First, let's compare how C1 would be computed in the basic divide and conquer method:

$$
\begin{aligned}
C_1 &= (AL \times BR) + (AR \times BL) \\[4pt]
    &= (12 \times 36) + (03 \times 45) = 432 + 135 = 567
\end{aligned}
$$

Karatsuba computes C1 using one multiplication instead of two:
$$
\begin{aligned}
C_1 &= (AL + AR)\times(BL + BR) - C_2 - C_0\\[4pt]
    &= (12 + 03)\times(45 + 36) - 540 - 108\\[4pt]
    &= 15 \times 81 - 648 = 1215 - 648 = 567
\end{aligned}
$$

With Karatsuba's enhancement, each recursion level requires 3 multiplications instead of 4, improving asymptotic performance for large inputs. Instead of $\mathcal{O}(n^2)$, Karatsuba's algorithm runs in $\mathcal{O}(n^{\log_2 3}) \approx \mathcal{O}(n^{1.585})$.
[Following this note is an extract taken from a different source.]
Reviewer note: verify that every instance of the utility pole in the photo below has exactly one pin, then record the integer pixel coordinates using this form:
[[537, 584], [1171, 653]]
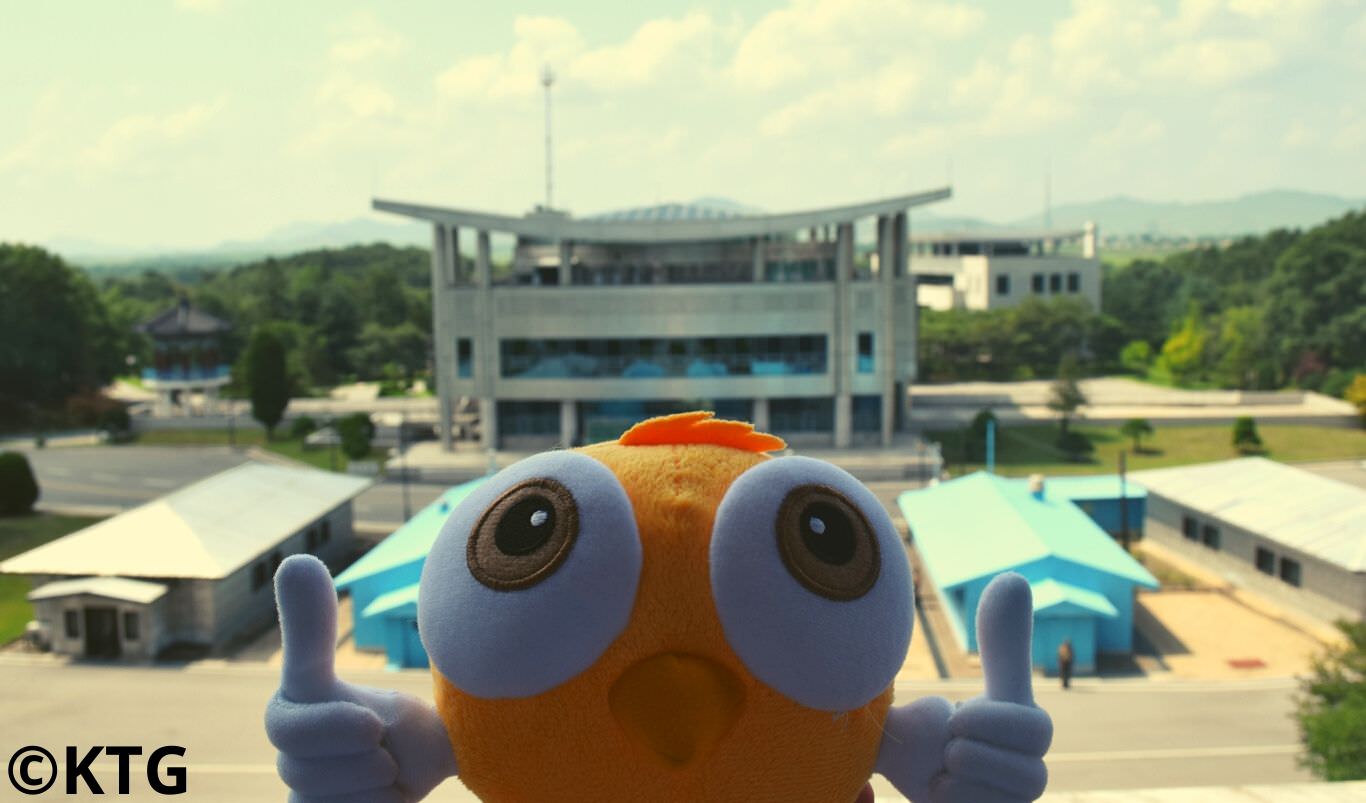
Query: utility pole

The recursive pseudocode for Karatsuba is not much different from the basic divide and conquer method. The only change is in how C1 is computed.
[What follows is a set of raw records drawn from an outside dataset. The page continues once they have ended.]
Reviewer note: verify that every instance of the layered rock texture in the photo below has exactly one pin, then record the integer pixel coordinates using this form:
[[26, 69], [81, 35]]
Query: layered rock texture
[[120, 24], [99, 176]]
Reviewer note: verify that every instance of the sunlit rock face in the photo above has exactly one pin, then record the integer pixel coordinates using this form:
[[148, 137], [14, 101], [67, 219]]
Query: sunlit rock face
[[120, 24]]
## The Recursive Pseudocode (Karatsuba)

```c++
function karatsuba(A, B):
    if length(A) is single-digit or length(B) is single-digit:
        return A times B  // This is the base case (multiplying single-digit numbers)
    
    // Prepare for the recursive steps by determining the half-length.
    n = max(length(A), length(B))
    half_n = n / 2
    
    // Split A and B into their respective halves. Assign each half to a variable.
    AL = left half of A
    AR = right half of A
    BL = left half of B
    BR = right half of B

    // Recursively call the katarsuba function, passing the appropriate parameters
    // for C2 and C0, which are the same as in the basic divide and conquer method.
    C2 = karatsuba(AL, BL) // FIRSTS
    C0 = karatsuba(AR, BR) // LASTS

    // Recursively call the karatsuba function to compute C1 using the optimized method.
    // This uses the results from C2 and C0 to reduce the number of multiplications
    // needed to compute C1.
    C1 = karatsuba(AL + AR, BL + BR) - C2 - C0

    // Calculate the addition part using the results from the recursive
    // calls. Accumulate the final result, appending the appropriate number
    // of zeros (i.e., multiplying by the appropriate power of 10).
    sum = c2 adjusted by 10^n
    sum = sum + c1 adjusted by 10^(n/2)
    sum = sum + c0 adjusted by 10^0

    return sum
```

To get a better intuition for the total number of multiplications involved, a similar worksheet is provided to step through the `1203` times `4536` multiplication with the Karatsuba optimization.

[Karatsuba Multiplication Worksheet](https://latessa.github.io/cpp-labs/worksheets/Lab09/Multiply_Karatsuba_Worksheet.pdf)

We see that the Karatsuba multiplication method requires `3` multiplications of smaller numbers at each level of recursion. For our two 4-digit numbers, we performed a total of `9` single-digit multiplications, which is fewer than the `16` single-digit multiplications required by both the elementary school method and the basic divide and conquer method for 4-digit numbers.